The company’s framing suggests that AI infrastructure in India will depend on more than racks of servers. It will also require large-scale coordination across electricity supply, data-center operations, and the components needed to keep those systems running.

AdaniConneX and the existing base

The plan also builds on AdaniConneX, a joint venture between Adani Enterprises and U.S.-based EdgeConneX. EdgeConneX is described in the source as a developer and operator of data centers for hyperscale and enterprise customers.

According to Adani, the joint venture has already developed about 2 gigawatts of data-center capacity across India. That existing base gives the new plan a platform to build from, rather than starting entirely from scratch.

For AI workloads, scale matters because computing demand can grow quickly and unevenly. A larger platform can help coordinate where capacity is added, how power is supplied, and how customers are served across multiple locations.

The company is also looking at supply-chain exposure. Adani said it plans to co-invest in domestic manufacturing of critical components, including transformers, power electronics, and thermal management systems.

What remains unanswered

The announcement is large in scale, but key details remain unclear. Adani did not respond to questions about how much of the $100 billion investment is already committed capital.

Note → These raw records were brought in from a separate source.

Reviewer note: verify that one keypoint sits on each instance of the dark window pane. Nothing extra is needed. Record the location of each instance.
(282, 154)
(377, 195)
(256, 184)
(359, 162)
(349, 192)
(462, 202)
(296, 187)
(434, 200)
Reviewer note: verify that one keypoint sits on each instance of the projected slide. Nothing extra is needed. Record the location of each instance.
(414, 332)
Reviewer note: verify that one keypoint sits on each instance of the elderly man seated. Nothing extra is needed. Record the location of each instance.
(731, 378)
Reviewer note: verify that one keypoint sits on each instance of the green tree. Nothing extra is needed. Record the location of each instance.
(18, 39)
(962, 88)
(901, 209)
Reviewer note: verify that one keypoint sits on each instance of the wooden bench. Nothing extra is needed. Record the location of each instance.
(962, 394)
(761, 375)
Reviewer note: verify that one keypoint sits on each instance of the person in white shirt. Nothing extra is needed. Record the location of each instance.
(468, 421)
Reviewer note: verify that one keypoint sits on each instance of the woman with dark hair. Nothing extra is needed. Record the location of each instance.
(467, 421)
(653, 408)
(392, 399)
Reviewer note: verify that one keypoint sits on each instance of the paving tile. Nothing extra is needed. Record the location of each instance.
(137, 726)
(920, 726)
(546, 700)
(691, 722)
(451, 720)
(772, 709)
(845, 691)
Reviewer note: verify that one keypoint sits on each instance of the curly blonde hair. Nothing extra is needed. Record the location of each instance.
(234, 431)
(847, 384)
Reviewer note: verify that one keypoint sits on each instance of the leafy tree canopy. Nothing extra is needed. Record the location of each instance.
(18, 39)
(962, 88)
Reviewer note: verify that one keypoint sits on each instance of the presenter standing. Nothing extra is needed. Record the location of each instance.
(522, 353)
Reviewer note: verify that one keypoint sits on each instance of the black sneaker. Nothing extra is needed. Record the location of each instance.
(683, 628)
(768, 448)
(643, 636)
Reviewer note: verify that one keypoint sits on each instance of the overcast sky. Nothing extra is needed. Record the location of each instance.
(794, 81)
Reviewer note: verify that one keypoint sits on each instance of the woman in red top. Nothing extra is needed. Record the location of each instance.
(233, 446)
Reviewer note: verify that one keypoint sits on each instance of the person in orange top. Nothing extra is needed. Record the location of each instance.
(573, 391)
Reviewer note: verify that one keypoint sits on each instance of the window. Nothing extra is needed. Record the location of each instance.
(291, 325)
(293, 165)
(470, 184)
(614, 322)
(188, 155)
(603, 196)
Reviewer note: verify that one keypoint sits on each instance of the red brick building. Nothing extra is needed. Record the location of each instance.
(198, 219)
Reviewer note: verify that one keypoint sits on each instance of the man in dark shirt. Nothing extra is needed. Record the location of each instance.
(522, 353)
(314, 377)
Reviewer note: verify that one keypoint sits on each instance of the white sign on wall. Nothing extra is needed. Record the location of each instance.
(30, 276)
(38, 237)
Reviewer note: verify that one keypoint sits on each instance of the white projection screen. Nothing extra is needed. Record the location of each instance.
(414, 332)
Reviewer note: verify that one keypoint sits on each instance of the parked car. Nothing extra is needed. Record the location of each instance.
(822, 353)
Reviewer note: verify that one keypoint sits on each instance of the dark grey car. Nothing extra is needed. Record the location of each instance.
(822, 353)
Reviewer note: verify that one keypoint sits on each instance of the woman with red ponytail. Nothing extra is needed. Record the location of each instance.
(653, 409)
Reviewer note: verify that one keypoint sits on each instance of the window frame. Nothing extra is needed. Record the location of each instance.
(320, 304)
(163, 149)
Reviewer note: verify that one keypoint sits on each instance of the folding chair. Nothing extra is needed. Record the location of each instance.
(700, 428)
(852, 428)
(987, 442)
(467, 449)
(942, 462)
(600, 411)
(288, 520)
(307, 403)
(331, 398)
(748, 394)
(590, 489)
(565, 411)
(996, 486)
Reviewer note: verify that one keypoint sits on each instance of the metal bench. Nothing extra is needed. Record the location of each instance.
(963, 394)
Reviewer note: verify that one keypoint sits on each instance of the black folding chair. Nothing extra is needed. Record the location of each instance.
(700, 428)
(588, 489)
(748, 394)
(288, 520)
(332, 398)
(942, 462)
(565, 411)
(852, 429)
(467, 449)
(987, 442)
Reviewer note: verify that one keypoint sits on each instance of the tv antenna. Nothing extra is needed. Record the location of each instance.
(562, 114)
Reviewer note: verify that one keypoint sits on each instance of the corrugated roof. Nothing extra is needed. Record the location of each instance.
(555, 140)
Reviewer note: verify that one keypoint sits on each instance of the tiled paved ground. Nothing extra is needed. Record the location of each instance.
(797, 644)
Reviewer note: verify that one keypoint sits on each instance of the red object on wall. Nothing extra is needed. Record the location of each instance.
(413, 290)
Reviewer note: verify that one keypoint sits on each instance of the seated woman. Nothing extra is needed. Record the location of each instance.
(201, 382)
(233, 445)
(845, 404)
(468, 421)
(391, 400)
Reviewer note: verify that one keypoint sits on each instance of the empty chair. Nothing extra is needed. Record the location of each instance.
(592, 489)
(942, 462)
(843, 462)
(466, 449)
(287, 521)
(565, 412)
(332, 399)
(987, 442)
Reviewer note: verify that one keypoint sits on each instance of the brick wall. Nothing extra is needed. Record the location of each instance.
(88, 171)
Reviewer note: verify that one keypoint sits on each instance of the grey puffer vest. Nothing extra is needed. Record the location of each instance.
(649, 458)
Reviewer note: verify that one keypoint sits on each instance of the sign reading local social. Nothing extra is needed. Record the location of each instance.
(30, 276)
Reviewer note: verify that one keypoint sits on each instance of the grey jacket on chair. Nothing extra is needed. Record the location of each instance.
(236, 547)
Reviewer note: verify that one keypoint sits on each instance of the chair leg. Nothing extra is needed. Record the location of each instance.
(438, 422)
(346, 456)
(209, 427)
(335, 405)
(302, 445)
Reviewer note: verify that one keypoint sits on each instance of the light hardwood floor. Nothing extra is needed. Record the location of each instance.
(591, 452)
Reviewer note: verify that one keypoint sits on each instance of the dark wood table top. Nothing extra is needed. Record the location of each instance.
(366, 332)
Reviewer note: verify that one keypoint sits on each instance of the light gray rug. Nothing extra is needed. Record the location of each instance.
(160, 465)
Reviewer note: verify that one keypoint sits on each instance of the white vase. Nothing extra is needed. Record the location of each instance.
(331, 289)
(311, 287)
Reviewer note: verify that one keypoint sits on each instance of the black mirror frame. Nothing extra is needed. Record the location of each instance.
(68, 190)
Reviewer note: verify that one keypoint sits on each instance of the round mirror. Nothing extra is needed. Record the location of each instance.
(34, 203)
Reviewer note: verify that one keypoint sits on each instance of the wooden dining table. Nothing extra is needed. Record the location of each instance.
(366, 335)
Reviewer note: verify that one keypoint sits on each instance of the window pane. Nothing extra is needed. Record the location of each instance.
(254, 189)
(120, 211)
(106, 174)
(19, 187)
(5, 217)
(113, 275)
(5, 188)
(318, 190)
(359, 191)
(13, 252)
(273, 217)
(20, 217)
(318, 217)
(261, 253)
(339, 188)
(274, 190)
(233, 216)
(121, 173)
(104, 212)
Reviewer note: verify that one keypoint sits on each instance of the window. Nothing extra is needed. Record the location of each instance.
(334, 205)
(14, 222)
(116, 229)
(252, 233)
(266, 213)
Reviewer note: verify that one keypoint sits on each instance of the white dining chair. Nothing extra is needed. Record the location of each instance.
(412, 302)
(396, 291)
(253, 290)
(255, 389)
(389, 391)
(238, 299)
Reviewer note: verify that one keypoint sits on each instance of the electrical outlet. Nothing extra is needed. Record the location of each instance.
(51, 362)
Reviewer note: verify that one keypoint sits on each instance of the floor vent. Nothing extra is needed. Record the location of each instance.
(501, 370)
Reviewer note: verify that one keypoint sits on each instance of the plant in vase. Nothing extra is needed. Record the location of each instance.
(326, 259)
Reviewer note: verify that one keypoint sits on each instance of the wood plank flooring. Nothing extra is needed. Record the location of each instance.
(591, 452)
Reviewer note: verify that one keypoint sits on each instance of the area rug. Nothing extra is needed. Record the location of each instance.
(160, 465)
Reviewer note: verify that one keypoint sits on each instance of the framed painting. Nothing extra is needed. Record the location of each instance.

The company also did not answer questions about how the spending will be phased over the coming years or when the first large-scale AI workloads are expected to become operational.

Those unanswered points matter because a headline investment figure does not show how quickly infrastructure will arrive. The pace of spending, the timing of operational capacity, and the availability of supporting power and components will determine how the plan affects India’s AI ecosystem in practice.

Still, the direction is clear from the information provided. Adani wants to connect data centers, renewable power, battery storage, partnerships, and domestic manufacturing into a single AI infrastructure strategy. If executed as described, the plan would make AI data centers a major part of India’s next decade of digital infrastructure development.